Mr. Lewis states that solar power “always has to be backed up 100% by other generation techniques”. Let’s just be clear – adding solar power does not necessarily mean building NEW generation to back it up. Typically, solar is backed up by existing generation plants, which are simply turned down or off when the sun is shining. Yes, flexibility is needed to cope with the variation of renewable generation from solar and wind, but utilities do this for a living – they manage their generation portfolio to essentially keep the lights on and the power flowing. I agree with him that high penetrations of renewable energy can be problematic when managing the power generation grid, and the 30% penetration threshold into the market which he cites is arguably accurate, but according to the US EIA, the solar penetration in the US was 2.6% of the annual power generation in the US in 2019, the most recent data I could easily find. It is rising, but we have quite a ways to go to reach 30%. Utilities recognize this issue and new plants they build (not necessarily to back up solar!) are much more flexible than older plants.
Mr. Lewis then states that the cleanup of solar panels when they have reached their end life, is problematic due to toxic metals they are made with, etc. I don’t disagree that some of the materials with which solar panels are made are toxic (silver, lead, cadmium, etc.), but I would mention that when one thinks of the billions of things we commonly dispose of today which contain integrated circuits and silicon based electronics, as well as home use batteries, auto batteries, etc. that the management and control of solar panel waste disposal or recycling is a manageable situation, especially when compared to nuclear waste disposal, and compared to the environmental damage that ongoing combustion of fossil fuels is causing. I would disagree that panel disposal is unsolvable. Perhaps “under-addressed” today, but this can be legislated. I would also mention comparatively that disposal and cleanup of coal-fired power plants is no picnic either, environmentally.
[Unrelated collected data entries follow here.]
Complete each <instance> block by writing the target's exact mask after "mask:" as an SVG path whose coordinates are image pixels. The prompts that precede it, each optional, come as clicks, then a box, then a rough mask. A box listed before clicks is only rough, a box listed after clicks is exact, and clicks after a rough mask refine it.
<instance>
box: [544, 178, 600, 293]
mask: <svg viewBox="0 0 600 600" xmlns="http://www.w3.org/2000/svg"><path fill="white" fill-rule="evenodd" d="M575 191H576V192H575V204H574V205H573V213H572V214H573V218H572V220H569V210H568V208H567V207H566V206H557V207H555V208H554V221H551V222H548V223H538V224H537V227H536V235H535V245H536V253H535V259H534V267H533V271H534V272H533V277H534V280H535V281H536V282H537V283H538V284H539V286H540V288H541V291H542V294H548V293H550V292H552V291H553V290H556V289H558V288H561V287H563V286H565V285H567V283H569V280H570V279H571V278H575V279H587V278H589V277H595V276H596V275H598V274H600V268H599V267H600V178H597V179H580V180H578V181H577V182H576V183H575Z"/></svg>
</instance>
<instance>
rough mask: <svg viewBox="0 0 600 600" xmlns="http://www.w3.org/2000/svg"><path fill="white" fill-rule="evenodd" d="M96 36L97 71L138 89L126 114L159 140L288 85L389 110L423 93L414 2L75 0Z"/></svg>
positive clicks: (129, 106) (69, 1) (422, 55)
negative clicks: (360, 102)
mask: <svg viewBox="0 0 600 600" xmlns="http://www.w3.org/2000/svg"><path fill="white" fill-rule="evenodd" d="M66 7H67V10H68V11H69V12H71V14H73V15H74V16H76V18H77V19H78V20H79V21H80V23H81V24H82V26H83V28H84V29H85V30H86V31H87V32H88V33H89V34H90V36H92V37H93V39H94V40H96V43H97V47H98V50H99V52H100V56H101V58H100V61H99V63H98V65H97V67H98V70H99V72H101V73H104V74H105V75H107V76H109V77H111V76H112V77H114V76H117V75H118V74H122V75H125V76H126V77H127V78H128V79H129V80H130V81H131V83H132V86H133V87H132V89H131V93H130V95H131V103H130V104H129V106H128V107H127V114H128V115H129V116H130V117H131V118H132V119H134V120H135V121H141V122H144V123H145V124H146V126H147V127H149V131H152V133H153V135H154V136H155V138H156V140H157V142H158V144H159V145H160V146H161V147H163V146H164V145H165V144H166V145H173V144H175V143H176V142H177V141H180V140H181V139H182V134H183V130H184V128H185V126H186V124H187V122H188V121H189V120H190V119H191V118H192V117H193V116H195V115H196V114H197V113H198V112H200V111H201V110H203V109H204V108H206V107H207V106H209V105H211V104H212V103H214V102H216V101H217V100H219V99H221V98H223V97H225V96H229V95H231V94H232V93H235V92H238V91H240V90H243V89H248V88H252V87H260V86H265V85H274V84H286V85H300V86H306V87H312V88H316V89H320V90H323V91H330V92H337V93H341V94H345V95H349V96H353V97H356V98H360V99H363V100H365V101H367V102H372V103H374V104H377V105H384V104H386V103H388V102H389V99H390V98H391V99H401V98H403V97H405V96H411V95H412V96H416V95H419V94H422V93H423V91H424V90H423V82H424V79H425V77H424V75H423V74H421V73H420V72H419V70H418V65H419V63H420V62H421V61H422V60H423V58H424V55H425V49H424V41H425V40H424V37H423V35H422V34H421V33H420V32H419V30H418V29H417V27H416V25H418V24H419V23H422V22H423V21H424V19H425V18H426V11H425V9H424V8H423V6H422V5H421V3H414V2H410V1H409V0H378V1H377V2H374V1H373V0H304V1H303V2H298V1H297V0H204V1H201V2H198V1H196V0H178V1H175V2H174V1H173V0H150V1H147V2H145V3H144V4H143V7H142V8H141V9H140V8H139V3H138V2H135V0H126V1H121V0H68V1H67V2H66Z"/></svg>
Finally, Mr. Lewis rails about the cost of solar power. Solar power is a relatively new technology, at least in mass application on the time scale since AC power was first developed in about 1890. As such, due to its newness, and due to lack of economies of scale, it has been expensive. Governments have, over the last 20 years or so, often subsidized the cost to help bring it to market and to achieve the economies of scale which will allow the cost of solar power to compete with traditional thermal (fossil) generation, as well to add to the general effort to decarbonize our electricity generation. A quick effort at reviewing the cost of solar electricity over the last 20 years, in particular by looking at the historical contract prices at which solar generators have made deals to sell power to utilities as well as end users, will show that there has been a steep drop in the price of solar power, and we are now reaching the point where solar power subsidies are disappearing and solar power will stand on its own in competitive electricity markets. A bit over one year ago a contract was let in the UAE to sell bulk solar power at an unsubsidized rate of $13.50 per MWh, equivalent to 1.35 cents per kWh. This was an extremely large scale plant, basically in the desert with ideal solar conditions. But even allowing for smaller scale solar in places like Maryland, the price could be 4X or 5X as high and still be competitive with the power price I receive today from Delmarva Power. No one wants to pay more for power than they have to. But a significant number of people are willing to pay more for power from renewable sources, because they believe in the effort to decarbonize our society.
Let’s face it. No one wants a power plant in their back yard. But when looking at the pros and cons of solar in Kent County, let’s not be alarmist about solar or demonize it undeservedly.